Monsoon users MASS data


Management of Monsoon-user's MASS data


The UKCA project on the Monsoon HPC system has been active for almost 10 years now and at the last count (Dec 2020) has archived nearly 6 Petabytes of data to the MASS tape system. It should be fairly obvious that a significant part of this data becomes redundant as time progresses. In some instances, the data archived is from test simulations and should have been deleted as soon as its purpose was fulfilled. In other cases the data is no longer relevant since the configuration/ settings used are now out-dated. In some cases any value that could be derived from this (for PhD thesis, publications, projects) has been obtained and should be safe to delete.
A related issue is that till late 2017, the MASS system was configured to store all data in duplex (two copies) form by default, possibly to reduce the chances of data loss resulting from any physical damage to the tapes/ drives. This means that any (now redundant) data generated before this time is occupying double the amount of space.
One limitation for Monsoon has been that any data, once archived to MASS is owned by the Principal Investigator (PI) from Met Office side, and the data creators themselves have no permissions to delete this. This is not expected to change any time soon, so a central method of data management becomes necessary.

Current status

As of now (Dec 2019), all data generated by UKCA (and UKCA- subprojects) is owned by Colin Johnson as the original PI for the project. Following a general activity to review data held on MASS and optimise the demand for tapes, an attempt was made in January 2018 to attribute at least the datasets resulting from UMUI runs to the original creators (i.e. the owners of these jobs) and ask them to review the need to hold the data. This was done by cross-referencing the datasets on MASS owned by Colin and having an x prefix (recommended job-id group for Monsoon runs) with the UMUI database on the PUMA system. An e-mail was subsequently sent to the concerned users with the job/data details (approx 2050 job-ids) with a request to review and report to back Colin the datasets that could be deleted. It is not clear if any data deletion was requested as a result of the e-mail.
One thing observed while using the PUMA-UMUI database to trace the ownership is that a not-insignificant number of UMUI jobs which have archived data to MASS no longer exist in the UMUI database, indicating that the original setup has been deleted by the user.
We now have some ability to query the Moose database and correlate it with the UMUI/ Rose one to obtain basic information like Job owner(creator); Title; Data size; Date of last access to help identify model output that can be safely removed.

Following the retirement of Colin from his Met Office role in 2018, the issue of tranferring the ownership of this data has arisen.
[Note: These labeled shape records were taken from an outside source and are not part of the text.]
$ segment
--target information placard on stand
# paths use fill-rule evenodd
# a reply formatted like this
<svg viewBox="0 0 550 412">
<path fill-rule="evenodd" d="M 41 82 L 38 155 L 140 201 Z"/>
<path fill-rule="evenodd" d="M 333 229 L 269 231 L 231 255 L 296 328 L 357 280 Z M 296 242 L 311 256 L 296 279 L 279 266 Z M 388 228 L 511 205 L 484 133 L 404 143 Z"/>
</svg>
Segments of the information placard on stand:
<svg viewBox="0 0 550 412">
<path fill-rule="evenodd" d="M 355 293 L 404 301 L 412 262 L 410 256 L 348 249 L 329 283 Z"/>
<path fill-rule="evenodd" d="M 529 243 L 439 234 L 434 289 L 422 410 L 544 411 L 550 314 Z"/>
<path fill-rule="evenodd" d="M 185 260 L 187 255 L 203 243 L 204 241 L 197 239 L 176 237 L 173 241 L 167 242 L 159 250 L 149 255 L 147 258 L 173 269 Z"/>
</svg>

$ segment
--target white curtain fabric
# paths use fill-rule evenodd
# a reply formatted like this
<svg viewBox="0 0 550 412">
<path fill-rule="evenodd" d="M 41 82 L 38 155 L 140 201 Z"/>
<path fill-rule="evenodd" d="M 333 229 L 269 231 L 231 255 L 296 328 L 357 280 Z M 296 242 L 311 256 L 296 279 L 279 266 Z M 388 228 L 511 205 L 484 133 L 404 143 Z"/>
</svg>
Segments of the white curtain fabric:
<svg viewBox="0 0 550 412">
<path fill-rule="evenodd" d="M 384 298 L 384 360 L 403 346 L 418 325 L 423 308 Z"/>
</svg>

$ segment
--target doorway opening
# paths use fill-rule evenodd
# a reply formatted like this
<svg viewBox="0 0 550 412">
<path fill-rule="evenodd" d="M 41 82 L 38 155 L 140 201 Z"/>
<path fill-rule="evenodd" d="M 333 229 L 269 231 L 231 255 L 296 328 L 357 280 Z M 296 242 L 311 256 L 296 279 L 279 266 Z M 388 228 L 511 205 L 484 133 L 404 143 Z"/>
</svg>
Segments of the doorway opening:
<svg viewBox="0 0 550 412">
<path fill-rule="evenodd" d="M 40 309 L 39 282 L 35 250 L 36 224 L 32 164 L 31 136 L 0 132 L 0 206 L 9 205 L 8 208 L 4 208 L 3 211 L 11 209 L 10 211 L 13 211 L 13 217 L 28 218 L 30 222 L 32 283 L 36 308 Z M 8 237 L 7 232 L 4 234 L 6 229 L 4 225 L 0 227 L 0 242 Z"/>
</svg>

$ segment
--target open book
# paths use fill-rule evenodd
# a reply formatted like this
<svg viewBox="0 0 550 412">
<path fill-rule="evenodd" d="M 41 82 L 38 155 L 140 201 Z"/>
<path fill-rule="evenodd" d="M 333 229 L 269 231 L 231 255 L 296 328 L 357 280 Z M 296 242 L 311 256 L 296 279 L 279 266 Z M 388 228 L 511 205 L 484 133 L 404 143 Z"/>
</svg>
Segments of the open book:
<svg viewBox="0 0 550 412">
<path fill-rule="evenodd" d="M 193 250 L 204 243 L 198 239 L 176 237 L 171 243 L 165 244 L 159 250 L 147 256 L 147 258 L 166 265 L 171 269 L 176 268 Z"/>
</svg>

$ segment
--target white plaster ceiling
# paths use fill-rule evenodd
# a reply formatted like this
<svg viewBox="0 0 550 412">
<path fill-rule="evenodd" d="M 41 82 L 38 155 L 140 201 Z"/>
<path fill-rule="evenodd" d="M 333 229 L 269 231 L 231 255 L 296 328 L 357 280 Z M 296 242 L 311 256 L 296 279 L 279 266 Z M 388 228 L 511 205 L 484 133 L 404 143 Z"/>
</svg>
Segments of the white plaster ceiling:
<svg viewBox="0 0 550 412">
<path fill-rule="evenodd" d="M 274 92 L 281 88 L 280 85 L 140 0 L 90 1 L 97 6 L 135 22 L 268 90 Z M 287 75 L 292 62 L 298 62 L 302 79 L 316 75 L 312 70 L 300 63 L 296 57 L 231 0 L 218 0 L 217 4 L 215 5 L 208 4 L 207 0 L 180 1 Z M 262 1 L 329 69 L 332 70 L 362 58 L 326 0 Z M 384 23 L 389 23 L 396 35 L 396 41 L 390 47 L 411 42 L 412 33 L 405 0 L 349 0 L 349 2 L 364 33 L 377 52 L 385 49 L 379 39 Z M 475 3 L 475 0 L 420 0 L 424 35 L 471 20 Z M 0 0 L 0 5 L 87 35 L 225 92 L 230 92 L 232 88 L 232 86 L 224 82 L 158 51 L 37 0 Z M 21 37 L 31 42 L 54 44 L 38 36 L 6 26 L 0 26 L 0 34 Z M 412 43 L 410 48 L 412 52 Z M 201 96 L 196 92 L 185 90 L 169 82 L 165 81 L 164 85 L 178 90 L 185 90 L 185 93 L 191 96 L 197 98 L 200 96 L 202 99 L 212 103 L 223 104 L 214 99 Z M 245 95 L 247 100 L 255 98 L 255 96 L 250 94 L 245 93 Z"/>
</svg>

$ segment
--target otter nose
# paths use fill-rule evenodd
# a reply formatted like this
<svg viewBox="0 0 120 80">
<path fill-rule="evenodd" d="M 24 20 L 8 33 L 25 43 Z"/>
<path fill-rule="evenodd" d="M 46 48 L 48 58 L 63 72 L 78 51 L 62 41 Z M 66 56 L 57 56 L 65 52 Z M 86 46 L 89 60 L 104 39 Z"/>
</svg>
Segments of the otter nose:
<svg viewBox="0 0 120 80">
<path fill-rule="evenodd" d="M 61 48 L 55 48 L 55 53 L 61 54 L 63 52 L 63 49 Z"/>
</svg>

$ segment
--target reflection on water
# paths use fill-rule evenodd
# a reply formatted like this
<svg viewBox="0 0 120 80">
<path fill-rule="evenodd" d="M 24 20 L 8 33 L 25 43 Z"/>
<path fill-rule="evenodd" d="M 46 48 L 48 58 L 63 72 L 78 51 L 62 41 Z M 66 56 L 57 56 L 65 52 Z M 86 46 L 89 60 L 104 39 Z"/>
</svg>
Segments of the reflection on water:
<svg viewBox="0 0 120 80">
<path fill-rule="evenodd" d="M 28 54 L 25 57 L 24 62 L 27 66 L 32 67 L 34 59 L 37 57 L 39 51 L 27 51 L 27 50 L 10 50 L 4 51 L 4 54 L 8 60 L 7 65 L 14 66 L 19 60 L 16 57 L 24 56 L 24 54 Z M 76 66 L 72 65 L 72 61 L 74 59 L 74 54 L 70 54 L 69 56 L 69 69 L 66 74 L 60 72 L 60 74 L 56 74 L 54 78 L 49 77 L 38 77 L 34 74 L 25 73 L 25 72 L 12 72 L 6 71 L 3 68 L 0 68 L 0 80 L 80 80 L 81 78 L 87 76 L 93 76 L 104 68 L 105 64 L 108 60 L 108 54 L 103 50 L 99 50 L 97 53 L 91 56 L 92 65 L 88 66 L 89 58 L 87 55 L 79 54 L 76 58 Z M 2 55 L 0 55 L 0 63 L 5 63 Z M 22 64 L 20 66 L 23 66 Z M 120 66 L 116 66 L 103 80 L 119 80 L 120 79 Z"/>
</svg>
This is also an opportunity to review the data holdings and trim data that is not required.

Proposed Data Management Strategy

  • Ownership
    • Given the legacy MASS/MOOSE requirement of each Monsoon project having a Met Office point-of-contact or owner, the Monsoon-UKCA data on MASS will be split into two categories:
    • data originating from Institutes with a mainly chemistry interest (UKCA-CAM, -ED, -IMP, -LAN, -CSIRO) - tentatively owned by Fiona O' Connor;
    • data from aerosol-interest Institutes (UKCA-LEEDS, -OX, -READ, -EX) - tentatively owned by Adrian Hill.
    • However, given the wide range of simulations carried out on Monsoon under the UKCA project, for effective data management each Institute will need to nominate one or more point(s)-of-contact who can coordinate between the data creators and Met Office owners or points-of-contact
  • Legacy Data
    • A list will be generated for UKCA data on MASS -initially for UMUI-derived datasets- containing information on | Creator | Title/ Description | Date of Creation | Date of Last Access |
    • The Job-title/ Description is expected to help in understanding of the original purpose of the simulation and thus review its necessity.
    • Based on the above informaton:
      • MASS datasets where the original UMUI job no longer exists will be marked for immediate deletion
      • Creators of datasets that have not been accessed within last 5 (TBC) years will be approached to review the holdings, with a response time-limit
      • Datasets recommended by original creators for deletion, as well as those for which no response is received, will be marked for deletion.
    • After reviewing the UMUI (x-) jobs, Rose suites will be targeted. Here the ownership information is more easily available through the rosie database.

Note: Any dataset marked for deletion triggers automatic e-mails to all users (MetO/ non-MetO) who have ever accessed data from that set. Further, there is gap of 28 days between a MASS dataset being marked for deletion and actually being deleted. So, there is time for any users who might have an interest in the particular dataset to respond to the owner and prevent its deletion.